From Sao Paolo, you'll fly into the city of Foz do Iguacu. (You won't land if there's fog in Foz. We got all the way to the falls and had to turn back and try again in the morning. That thwarted night flight over the deep, black Brazilian jungle was one of the five most terrifying flights of my life -- funky fodder for another post...).

At Iguacu (Iguassu, Iguazu), stay at the stunningly-sited Hotel Tropical das Cataratas. (Google searching for this hotel yields a handful of aliases -- Tropical Iguacu Falls Hotel; Tropical das Cataratas; Das Cataratas Hotel --I never actually found an official hotel website. Make sure the hotel you book is the one located at Br 469, Km 28, Foz Do Iguacu. The phone is 455 231 108, and it's the hotel in this picture. ) Why splurge and stay here? Simple: LOCATION, LOCATION, LOCATION. The falls are outside the door. An experience you will never forget.

Ed wants to finish up his South American odyssey with a trip to the Amazon. You can have an Amazon experience in either Peru or Brazil. I spent several nights at the Amazon Safari Camp, upriver from Iquitos, Peru. You can fly to Iquitos, a former rubber boomtown with a frontier, Fitzcarraldo-like feel to it, and book a stay at a river camp. Or, if you want to stay in Brazil, fly to Manaus, the heart of Brazilian Amazonia, and book a river stay from there.

Ed mentioned in his email that he was "looking at providers" to travel with. The Internet makes it both easy and difficult to find reputable travel and tour companies. Easy, because of the proliferation of websites. Difficult, because of the proliferation of websites. You can find a ton of stuff, but you're not sure exactly what it is you've found.

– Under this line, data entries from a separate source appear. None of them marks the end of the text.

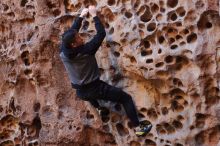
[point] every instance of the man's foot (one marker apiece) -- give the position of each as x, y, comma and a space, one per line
103, 111
143, 129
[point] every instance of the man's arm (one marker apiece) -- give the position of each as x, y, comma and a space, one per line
77, 23
92, 46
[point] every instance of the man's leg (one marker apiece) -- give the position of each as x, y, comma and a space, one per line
94, 103
111, 93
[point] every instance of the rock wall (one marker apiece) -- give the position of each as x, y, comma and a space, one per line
165, 53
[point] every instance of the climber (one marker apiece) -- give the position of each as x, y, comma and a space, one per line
79, 60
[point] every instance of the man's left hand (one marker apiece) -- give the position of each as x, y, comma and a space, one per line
84, 12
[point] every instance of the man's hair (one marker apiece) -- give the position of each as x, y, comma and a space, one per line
69, 37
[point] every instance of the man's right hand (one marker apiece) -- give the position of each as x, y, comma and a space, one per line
92, 10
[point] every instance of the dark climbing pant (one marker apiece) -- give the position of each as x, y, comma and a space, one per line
104, 91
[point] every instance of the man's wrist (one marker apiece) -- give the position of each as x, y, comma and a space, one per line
81, 16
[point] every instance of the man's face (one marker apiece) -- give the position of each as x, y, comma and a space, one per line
79, 40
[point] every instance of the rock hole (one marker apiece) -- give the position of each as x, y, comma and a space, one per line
208, 25
149, 61
164, 110
144, 52
173, 17
185, 31
25, 57
151, 26
111, 31
36, 107
118, 107
181, 11
140, 115
115, 118
106, 128
161, 39
23, 3
159, 17
160, 129
171, 40
149, 142
5, 7
154, 8
162, 10
175, 106
177, 124
178, 37
147, 15
128, 15
37, 124
70, 127
178, 144
105, 119
135, 143
12, 105
170, 129
160, 64
143, 109
111, 2
116, 54
132, 59
159, 51
173, 47
78, 128
121, 130
152, 113
23, 46
169, 59
172, 3
191, 38
85, 25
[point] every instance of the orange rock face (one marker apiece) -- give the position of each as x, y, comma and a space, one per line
165, 53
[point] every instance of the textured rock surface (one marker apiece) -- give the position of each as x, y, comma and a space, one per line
165, 53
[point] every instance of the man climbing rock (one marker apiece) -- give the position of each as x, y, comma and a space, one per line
79, 60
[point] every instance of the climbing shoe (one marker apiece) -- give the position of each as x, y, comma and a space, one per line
143, 129
103, 111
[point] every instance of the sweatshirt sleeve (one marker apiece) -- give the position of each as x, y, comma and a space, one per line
77, 23
92, 46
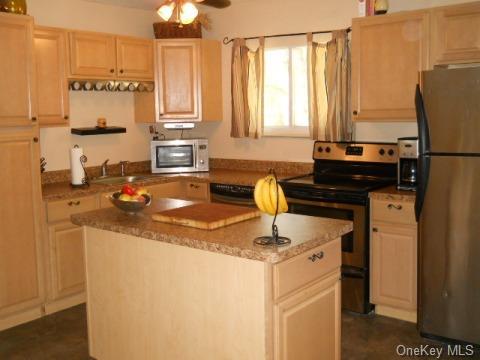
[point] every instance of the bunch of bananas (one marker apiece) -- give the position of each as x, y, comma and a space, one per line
268, 195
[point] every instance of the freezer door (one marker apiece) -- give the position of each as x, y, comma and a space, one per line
452, 106
449, 250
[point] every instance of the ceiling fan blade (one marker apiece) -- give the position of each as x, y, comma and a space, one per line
219, 4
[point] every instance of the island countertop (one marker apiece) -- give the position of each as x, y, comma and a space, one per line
306, 232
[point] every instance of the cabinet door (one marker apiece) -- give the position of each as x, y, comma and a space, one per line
178, 71
316, 310
17, 71
134, 58
20, 261
394, 266
67, 265
387, 55
455, 34
52, 84
92, 55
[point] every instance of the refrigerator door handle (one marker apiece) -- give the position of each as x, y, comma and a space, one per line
423, 175
422, 122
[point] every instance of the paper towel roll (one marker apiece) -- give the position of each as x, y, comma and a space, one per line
78, 174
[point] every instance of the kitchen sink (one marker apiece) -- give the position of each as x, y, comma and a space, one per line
116, 180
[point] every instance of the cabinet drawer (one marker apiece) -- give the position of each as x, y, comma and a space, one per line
397, 212
61, 210
197, 191
305, 268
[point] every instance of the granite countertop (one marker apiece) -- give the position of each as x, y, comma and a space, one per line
63, 190
392, 193
306, 232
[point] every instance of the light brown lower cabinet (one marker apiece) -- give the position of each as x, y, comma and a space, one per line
21, 265
308, 323
67, 265
393, 259
150, 299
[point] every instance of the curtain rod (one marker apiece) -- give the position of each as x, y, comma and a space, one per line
227, 41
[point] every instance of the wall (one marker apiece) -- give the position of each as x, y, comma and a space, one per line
243, 18
85, 108
252, 17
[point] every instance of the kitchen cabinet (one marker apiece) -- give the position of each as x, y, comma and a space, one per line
455, 35
134, 58
92, 55
317, 310
188, 83
387, 54
64, 251
393, 259
52, 84
18, 101
104, 56
21, 271
307, 296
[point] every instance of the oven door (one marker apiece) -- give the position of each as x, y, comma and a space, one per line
354, 246
172, 158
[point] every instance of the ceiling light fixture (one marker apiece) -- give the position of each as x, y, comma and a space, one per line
185, 11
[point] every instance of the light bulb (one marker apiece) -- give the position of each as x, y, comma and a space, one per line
188, 13
166, 10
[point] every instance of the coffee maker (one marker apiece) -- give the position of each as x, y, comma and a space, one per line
407, 163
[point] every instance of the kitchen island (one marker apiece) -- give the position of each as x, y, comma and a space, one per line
160, 291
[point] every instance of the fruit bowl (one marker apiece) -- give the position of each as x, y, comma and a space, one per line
130, 207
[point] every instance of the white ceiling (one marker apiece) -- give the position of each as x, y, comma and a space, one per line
139, 4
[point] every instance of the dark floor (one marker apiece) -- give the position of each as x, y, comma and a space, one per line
64, 336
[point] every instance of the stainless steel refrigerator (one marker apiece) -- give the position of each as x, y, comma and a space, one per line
448, 204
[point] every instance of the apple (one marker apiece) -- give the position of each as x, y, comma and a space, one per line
138, 198
128, 190
142, 191
125, 197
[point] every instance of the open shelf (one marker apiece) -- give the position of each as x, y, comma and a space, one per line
98, 131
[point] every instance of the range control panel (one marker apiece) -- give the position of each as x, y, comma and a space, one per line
366, 152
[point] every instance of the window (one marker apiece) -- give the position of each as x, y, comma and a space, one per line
286, 92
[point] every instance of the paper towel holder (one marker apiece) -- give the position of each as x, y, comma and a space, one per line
85, 180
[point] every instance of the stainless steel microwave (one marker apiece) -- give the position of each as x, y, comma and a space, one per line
177, 156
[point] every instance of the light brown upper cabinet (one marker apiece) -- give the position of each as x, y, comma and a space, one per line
104, 56
188, 83
134, 58
387, 54
52, 84
18, 103
456, 34
92, 55
179, 79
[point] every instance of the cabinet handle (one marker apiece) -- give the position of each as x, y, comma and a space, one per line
396, 207
317, 256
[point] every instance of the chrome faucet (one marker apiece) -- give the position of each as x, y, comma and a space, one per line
123, 167
104, 168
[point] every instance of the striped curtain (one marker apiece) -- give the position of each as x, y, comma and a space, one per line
247, 90
329, 78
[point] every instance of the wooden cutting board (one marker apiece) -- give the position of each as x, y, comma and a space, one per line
207, 216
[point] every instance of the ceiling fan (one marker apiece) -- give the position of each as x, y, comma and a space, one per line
185, 11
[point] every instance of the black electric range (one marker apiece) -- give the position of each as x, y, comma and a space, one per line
343, 175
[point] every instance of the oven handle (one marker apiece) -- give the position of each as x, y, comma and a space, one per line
216, 198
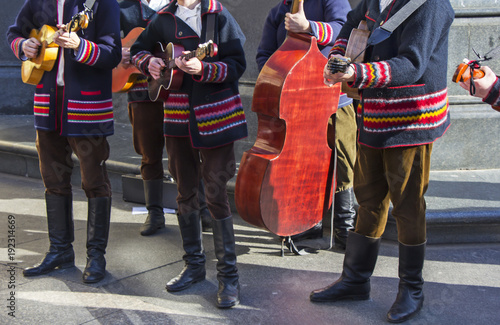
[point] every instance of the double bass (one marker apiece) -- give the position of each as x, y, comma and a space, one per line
284, 181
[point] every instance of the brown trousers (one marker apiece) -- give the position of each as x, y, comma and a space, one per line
147, 134
215, 166
397, 175
56, 165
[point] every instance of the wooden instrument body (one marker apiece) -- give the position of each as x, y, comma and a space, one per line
284, 181
124, 76
358, 39
32, 69
463, 73
171, 77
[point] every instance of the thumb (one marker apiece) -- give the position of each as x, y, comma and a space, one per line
301, 6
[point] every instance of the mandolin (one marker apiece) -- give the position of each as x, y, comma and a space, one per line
32, 70
356, 46
125, 75
171, 77
465, 70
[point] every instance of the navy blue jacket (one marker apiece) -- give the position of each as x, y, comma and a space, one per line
207, 108
87, 107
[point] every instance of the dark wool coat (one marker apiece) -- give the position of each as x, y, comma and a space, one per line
133, 13
493, 98
404, 85
87, 107
207, 108
326, 18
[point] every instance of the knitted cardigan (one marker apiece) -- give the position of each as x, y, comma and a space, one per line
207, 108
404, 84
326, 18
87, 106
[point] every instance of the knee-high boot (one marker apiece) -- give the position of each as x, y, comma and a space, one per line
228, 294
359, 261
99, 213
410, 295
343, 216
61, 236
153, 194
194, 257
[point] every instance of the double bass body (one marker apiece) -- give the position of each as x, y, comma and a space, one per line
284, 181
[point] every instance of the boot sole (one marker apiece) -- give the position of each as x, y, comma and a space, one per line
184, 287
357, 297
59, 267
152, 232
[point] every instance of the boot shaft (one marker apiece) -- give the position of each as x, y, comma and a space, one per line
360, 257
225, 247
190, 229
60, 221
98, 221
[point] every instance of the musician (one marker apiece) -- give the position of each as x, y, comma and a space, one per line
323, 19
73, 114
404, 109
202, 121
146, 118
487, 87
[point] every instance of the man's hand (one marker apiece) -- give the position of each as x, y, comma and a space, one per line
65, 39
192, 66
331, 79
483, 85
30, 48
155, 67
298, 23
125, 56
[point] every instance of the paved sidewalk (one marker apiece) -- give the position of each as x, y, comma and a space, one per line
462, 280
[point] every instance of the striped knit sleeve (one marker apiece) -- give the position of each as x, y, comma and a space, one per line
371, 75
339, 47
17, 47
141, 61
88, 52
213, 72
322, 31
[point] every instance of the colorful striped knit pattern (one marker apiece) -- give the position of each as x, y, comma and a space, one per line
177, 109
372, 75
339, 47
214, 72
141, 61
88, 53
323, 31
16, 46
220, 116
413, 113
90, 112
214, 6
41, 105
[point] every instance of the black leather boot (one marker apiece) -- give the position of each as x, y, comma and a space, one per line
359, 261
343, 216
153, 194
99, 213
228, 294
410, 295
61, 235
194, 257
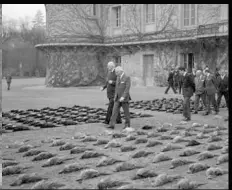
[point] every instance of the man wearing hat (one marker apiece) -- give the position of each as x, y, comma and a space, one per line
122, 97
188, 90
211, 89
110, 86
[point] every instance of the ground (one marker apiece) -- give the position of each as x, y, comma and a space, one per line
31, 93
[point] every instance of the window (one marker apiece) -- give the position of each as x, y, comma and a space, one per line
117, 16
149, 13
117, 60
189, 14
94, 10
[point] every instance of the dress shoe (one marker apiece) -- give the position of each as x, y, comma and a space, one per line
186, 119
126, 126
206, 113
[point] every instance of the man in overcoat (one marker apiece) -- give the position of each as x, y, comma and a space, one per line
122, 97
110, 86
211, 89
188, 90
223, 88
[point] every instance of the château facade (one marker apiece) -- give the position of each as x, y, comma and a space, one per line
145, 39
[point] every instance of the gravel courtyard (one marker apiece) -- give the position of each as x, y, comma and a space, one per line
31, 93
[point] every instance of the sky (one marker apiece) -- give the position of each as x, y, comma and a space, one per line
17, 11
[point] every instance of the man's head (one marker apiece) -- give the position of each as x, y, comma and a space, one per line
111, 66
198, 73
181, 70
222, 71
118, 70
207, 72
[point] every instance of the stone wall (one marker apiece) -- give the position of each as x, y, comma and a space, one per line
69, 67
166, 56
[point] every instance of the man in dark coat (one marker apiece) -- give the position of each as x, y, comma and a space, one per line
176, 78
223, 88
122, 97
8, 81
211, 89
188, 90
110, 86
199, 81
170, 82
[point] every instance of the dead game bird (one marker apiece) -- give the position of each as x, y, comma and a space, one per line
197, 167
106, 161
125, 166
108, 183
91, 154
161, 157
9, 163
89, 174
27, 178
43, 156
55, 161
45, 184
141, 153
222, 159
127, 148
74, 167
213, 172
180, 162
67, 146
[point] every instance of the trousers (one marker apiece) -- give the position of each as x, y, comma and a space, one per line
186, 107
116, 110
110, 110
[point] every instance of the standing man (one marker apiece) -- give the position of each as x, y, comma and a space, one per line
122, 97
223, 88
188, 90
200, 90
176, 78
110, 85
211, 89
170, 82
8, 81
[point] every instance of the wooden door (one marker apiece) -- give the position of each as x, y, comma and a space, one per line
148, 68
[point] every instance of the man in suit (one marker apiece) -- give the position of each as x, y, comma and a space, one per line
223, 88
110, 86
122, 97
170, 82
199, 81
8, 81
176, 78
211, 89
188, 90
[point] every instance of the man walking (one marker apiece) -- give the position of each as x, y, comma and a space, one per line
8, 81
223, 88
122, 97
188, 90
170, 82
200, 90
211, 89
110, 85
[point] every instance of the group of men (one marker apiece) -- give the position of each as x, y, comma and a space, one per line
202, 83
118, 87
205, 85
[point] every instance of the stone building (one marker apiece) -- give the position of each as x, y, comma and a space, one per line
145, 39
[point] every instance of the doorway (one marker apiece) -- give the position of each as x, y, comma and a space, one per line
188, 61
148, 68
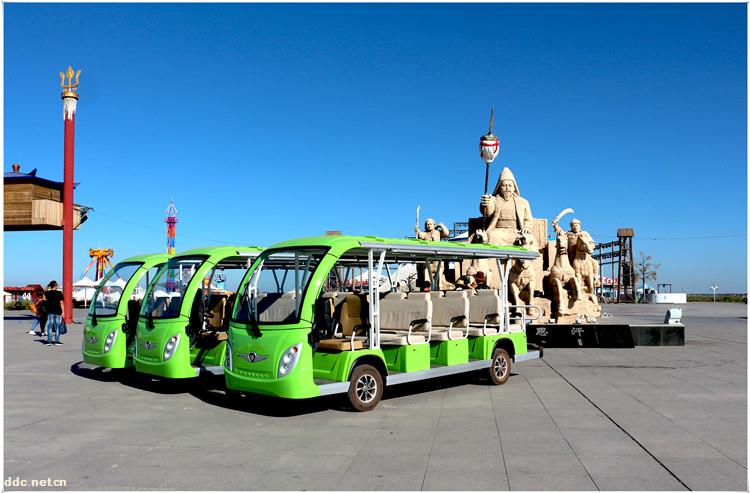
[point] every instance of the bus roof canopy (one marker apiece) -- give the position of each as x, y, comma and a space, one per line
409, 247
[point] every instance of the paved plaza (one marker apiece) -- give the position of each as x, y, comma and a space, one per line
649, 418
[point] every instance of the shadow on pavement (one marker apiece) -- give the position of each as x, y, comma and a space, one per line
268, 406
210, 389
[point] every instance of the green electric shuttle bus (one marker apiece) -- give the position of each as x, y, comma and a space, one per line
182, 328
349, 315
109, 331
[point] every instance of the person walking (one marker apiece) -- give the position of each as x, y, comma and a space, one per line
55, 313
39, 310
34, 310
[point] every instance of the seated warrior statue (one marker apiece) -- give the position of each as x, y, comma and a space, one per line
580, 248
431, 232
509, 215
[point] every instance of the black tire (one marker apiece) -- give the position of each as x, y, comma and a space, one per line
499, 370
365, 388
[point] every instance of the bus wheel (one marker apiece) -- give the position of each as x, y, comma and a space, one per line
500, 368
365, 388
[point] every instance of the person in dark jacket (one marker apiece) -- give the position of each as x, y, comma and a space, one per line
55, 313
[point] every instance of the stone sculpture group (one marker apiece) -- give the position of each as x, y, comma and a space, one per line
562, 281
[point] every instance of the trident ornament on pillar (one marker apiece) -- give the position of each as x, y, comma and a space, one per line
69, 94
70, 99
489, 147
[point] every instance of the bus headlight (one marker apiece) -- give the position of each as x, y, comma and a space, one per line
289, 360
228, 357
110, 340
170, 347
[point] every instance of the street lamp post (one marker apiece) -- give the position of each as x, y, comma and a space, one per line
489, 147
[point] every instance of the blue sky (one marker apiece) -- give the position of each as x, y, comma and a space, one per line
266, 122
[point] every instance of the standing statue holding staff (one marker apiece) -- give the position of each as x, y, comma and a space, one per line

A few tips. First, consider not booking over the Web. As I suggested above, get yourself to a jumping-off-point destination and then book tours locally from the tourist bureau or a reputable travel agency. If you're standing in a brick and mortar tour office talking to a live human, you can get a pretty good sense of things. If you do want to book ahead, do what I did when I booked a do-it-yourself Kenyan safari over the Web with a company (Star Tours) in Nairobi. First, I looked for tour operators approved by the major Kenyan tour operators' association (KATO). Then, I emailed several that seemed interesting. I evaluated the companies based on how I felt about our "email relationship." I asked lots of questions. Did they respond? How quickly? How thoroughly? Were they polite? Bottom line -- how did they "feel" to me? I got a "good feeling" from Star Tours, and my family was rewarded with a fabulous, private Kenyan safari at a fraction of the cost of booking through a US operator.

Finally, read this article about shopping the Web for tour operators. Written by a Peruvian operator, the advice makes sense. And, visit one of my favorite travel sites, Real travelers offer nearly a million unbiased and highly informative opinions on hotels, resorts, attractions and tours. The site's a bit unwieldy,chock- full as it is with information, but once you perfect your search method, you'll uncover a bonanza of useful reviews.

Well, Ed, this post's for you. Hope it's helpful. Thanks for asking.